In USA Today this morning, Byron Acohido, Scott Martin and Jon Swartz call Facebook's admission that it was behind the campaign "a stunning mea culpa." At the same time, Facebook claimed that it "never intended to smear the search giant."

"Oh, really?" you may be joining me in asking. "Exactly, then, what were your intentions?" Facebook issued the following explanation: "We engaged Burson-Marsteller to focus attention on this issue, using publicly available information that could be independently verified by any media organization or analyst," a statement said. "The issues are serious, and we should have presented them in a serious and transparent way."

"The truth: Both sides look like idiots," reads the subhead above Dan Lyons' piece in the Daily Beast. USA Today credits Lyons with doing the gumshoe work that revealed Facebook as the wizard behind the curtain. It also provides a concise chronology of the saga (after a hearty pat to its own back):

"The admissions follow a Tuesday story in USA Today detailing how Burson consultants approached top-tier media companies and high-profile technologists, on behalf of an unnamed client, to seed largely unfounded allegations about privacy shortcomings in Google's Social Circle service."

"It's on like Donkey Kong between Facebook and Google, seeking victory by any means," Santa Clara University law professor Eric Goldman tells the Mercury-News' May. "But I'm a little perplexed about why Facebook decided to try and stir the pot through a PR agency. If they wanted to call out Google, then call them out publicly."

Other PR experts basically tell both May and Lyons that whisper campaigns are a normal part of everyday, ho-hum business but that Burson-Marsteller screwed up the execution by not knowing the whisperees well enough. It didn't help that the two Burson executives involved are recent hires and reformed journalists who have not yet mastered the wink-and-nod techniques that keep you (and your client) out of trouble.

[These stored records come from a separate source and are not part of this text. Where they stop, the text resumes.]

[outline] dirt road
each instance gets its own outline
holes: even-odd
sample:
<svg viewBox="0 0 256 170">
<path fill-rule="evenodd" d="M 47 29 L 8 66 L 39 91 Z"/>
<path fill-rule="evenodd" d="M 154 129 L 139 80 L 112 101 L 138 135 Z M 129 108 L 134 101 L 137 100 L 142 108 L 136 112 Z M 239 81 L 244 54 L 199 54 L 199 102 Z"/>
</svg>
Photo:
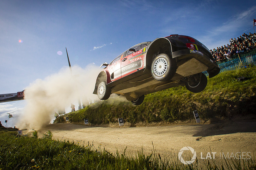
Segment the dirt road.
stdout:
<svg viewBox="0 0 256 170">
<path fill-rule="evenodd" d="M 82 140 L 80 143 L 93 141 L 96 147 L 100 144 L 102 149 L 105 147 L 111 152 L 115 152 L 116 148 L 121 152 L 127 146 L 126 152 L 134 154 L 143 146 L 144 153 L 150 153 L 153 142 L 157 154 L 167 156 L 177 155 L 181 148 L 187 146 L 194 149 L 197 157 L 201 159 L 206 158 L 210 152 L 216 152 L 215 157 L 220 159 L 223 158 L 222 152 L 228 158 L 231 153 L 234 156 L 241 152 L 242 156 L 242 152 L 245 152 L 243 158 L 246 158 L 248 152 L 251 155 L 256 154 L 255 122 L 125 128 L 57 123 L 49 125 L 38 132 L 42 134 L 48 130 L 55 139 Z"/>
</svg>

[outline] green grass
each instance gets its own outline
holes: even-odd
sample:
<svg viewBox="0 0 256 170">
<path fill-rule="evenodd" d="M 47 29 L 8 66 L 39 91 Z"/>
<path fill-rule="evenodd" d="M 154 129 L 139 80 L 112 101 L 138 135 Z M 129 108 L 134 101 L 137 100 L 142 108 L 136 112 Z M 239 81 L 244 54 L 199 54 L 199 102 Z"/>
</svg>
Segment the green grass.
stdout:
<svg viewBox="0 0 256 170">
<path fill-rule="evenodd" d="M 247 79 L 238 82 L 236 78 L 242 76 Z M 93 124 L 108 124 L 116 123 L 122 117 L 132 124 L 192 120 L 195 110 L 206 121 L 255 113 L 256 67 L 223 72 L 208 80 L 206 88 L 199 93 L 191 92 L 185 87 L 172 88 L 146 95 L 137 106 L 115 98 L 99 101 L 68 114 L 69 121 L 82 122 L 88 118 Z M 55 121 L 64 122 L 63 116 Z"/>
<path fill-rule="evenodd" d="M 143 148 L 135 155 L 127 154 L 126 149 L 121 153 L 117 150 L 110 153 L 104 148 L 95 147 L 93 144 L 89 142 L 53 140 L 50 131 L 44 134 L 45 137 L 38 138 L 35 137 L 35 134 L 27 137 L 17 137 L 17 129 L 9 130 L 0 128 L 0 170 L 256 168 L 255 158 L 246 160 L 225 160 L 220 165 L 216 165 L 213 161 L 199 163 L 197 160 L 192 164 L 186 165 L 180 162 L 177 156 L 167 158 L 162 155 L 161 157 L 154 149 L 149 154 L 144 153 Z"/>
</svg>

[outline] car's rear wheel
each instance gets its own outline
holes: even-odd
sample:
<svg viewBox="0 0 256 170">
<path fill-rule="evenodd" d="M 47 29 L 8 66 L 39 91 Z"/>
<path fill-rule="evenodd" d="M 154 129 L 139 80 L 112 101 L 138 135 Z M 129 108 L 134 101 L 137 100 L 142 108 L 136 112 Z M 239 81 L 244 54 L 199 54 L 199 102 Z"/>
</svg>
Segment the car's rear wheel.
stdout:
<svg viewBox="0 0 256 170">
<path fill-rule="evenodd" d="M 185 84 L 187 89 L 194 93 L 202 92 L 207 85 L 207 78 L 203 73 L 190 76 L 187 80 Z"/>
<path fill-rule="evenodd" d="M 134 105 L 139 105 L 143 103 L 143 101 L 144 101 L 144 98 L 145 98 L 145 95 L 143 94 L 140 97 L 138 98 L 136 100 L 133 100 L 132 101 L 132 103 Z"/>
<path fill-rule="evenodd" d="M 106 85 L 106 82 L 102 81 L 99 85 L 97 92 L 99 99 L 107 100 L 111 94 L 111 88 Z"/>
<path fill-rule="evenodd" d="M 151 73 L 155 79 L 167 81 L 173 77 L 177 69 L 177 64 L 174 59 L 165 54 L 156 56 L 151 65 Z"/>
</svg>

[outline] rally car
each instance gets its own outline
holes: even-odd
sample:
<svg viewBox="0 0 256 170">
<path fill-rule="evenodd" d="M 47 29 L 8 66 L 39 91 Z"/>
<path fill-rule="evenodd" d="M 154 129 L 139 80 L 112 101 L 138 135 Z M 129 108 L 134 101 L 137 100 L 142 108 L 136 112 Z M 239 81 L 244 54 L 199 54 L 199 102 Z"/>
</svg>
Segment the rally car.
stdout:
<svg viewBox="0 0 256 170">
<path fill-rule="evenodd" d="M 197 93 L 220 69 L 209 50 L 188 36 L 171 35 L 140 43 L 122 53 L 106 66 L 96 80 L 93 93 L 106 100 L 112 93 L 135 105 L 145 94 L 179 85 Z"/>
</svg>

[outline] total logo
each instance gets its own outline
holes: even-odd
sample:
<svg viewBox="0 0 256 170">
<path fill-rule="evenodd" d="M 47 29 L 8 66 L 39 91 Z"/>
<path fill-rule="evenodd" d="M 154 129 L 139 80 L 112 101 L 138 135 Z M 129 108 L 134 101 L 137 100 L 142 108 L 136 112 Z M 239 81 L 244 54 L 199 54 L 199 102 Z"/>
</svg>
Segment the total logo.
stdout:
<svg viewBox="0 0 256 170">
<path fill-rule="evenodd" d="M 192 153 L 193 156 L 190 160 L 185 160 L 183 159 L 182 157 L 182 154 L 184 151 L 190 151 Z M 196 151 L 195 151 L 195 150 L 191 147 L 185 146 L 182 148 L 179 151 L 178 154 L 178 158 L 179 158 L 179 159 L 182 163 L 185 165 L 189 165 L 192 164 L 196 160 Z"/>
</svg>

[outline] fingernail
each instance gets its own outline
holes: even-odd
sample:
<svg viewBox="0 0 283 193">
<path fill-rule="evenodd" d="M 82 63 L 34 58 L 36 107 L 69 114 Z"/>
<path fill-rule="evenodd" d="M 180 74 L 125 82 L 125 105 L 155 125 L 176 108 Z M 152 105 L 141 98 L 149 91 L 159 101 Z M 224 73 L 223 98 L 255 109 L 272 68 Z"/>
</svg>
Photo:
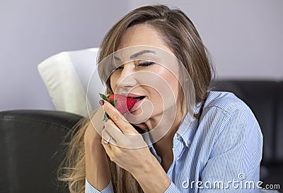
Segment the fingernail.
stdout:
<svg viewBox="0 0 283 193">
<path fill-rule="evenodd" d="M 104 105 L 104 100 L 102 99 L 99 100 L 99 105 L 100 105 L 101 106 Z"/>
</svg>

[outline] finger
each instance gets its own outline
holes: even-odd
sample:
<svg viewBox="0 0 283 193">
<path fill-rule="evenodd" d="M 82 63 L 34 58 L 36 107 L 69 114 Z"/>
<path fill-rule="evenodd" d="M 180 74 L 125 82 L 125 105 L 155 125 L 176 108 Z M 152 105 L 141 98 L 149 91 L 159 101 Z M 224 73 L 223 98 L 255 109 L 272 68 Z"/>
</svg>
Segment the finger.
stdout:
<svg viewBox="0 0 283 193">
<path fill-rule="evenodd" d="M 109 143 L 105 144 L 106 141 L 108 141 Z M 116 144 L 116 140 L 109 134 L 108 131 L 105 129 L 103 129 L 102 131 L 102 139 L 101 139 L 101 144 L 103 145 L 103 146 L 107 146 L 110 144 Z"/>
<path fill-rule="evenodd" d="M 125 134 L 110 119 L 105 123 L 104 129 L 117 141 L 121 140 L 124 137 Z"/>
<path fill-rule="evenodd" d="M 124 116 L 117 110 L 110 103 L 105 101 L 104 111 L 117 126 L 123 134 L 139 134 L 139 132 L 126 120 Z"/>
<path fill-rule="evenodd" d="M 93 115 L 91 119 L 92 126 L 100 135 L 101 135 L 102 130 L 104 127 L 103 118 L 104 110 L 102 107 L 100 107 L 93 112 Z"/>
<path fill-rule="evenodd" d="M 137 148 L 147 146 L 141 134 L 125 134 L 122 133 L 121 130 L 110 119 L 105 122 L 105 130 L 115 139 L 115 144 L 118 147 Z M 112 150 L 115 151 L 113 146 L 111 146 Z"/>
</svg>

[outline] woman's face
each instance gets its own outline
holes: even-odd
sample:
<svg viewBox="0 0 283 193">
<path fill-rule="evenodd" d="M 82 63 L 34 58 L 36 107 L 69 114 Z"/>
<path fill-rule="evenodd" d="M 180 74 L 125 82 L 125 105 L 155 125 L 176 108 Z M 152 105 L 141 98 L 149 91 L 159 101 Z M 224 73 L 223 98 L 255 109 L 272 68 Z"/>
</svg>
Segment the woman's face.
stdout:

But the PR firm maintains what happened is not SOP at all "and is against our policies, and the assignment on those terms should have been declined. When talking to the media, we need to adhere to strict standards of transparency about clients, and this incident underscores the absolute importance of that principle."

Lyons says that the fact that Burson is publicly blaming Facebook is particularly surprising to industry observers and "not a very good strategy to keep or solicit other clients." It also keeps the story in the headlines. Others say that what it did was flat-out unethical.

"It's simple," Public Relations Society of America CEO Rosanna Fiske tells Miguel Helft and Claire Cain Miller in the New York Times' "Bits" blog. "They took the road of misleading and not disclosing who they were representing. In the essence of the public relations code of ethics 101, that's a no-no."

Privacy is a looming issue for both Facebook and Google, of course, and the Wall Street Journal reports that the latter is faring much better in the public's eye. When Ponemon Institute surveyed Internet users in March, Google was No. 19 among the companies most trusted for privacy but Facebook didn't make the top 20, Geoffrey A. Fowler and Amir Efrati report. "Google continues to be viewed as an organization -- even if it is a monster in terms of data collection -- that is somehow meeting best privacy practices," the privacy firm's founder, Larry Ponemon, tells them.

Google has steadfastly refused to comment on the current fracas but a spokesman told USA Today "with typical Google whimsy": "Our focus is on delighting people with great products."

If that's what's passing for whimsy these days, I suggest we all take a weekend, shall we?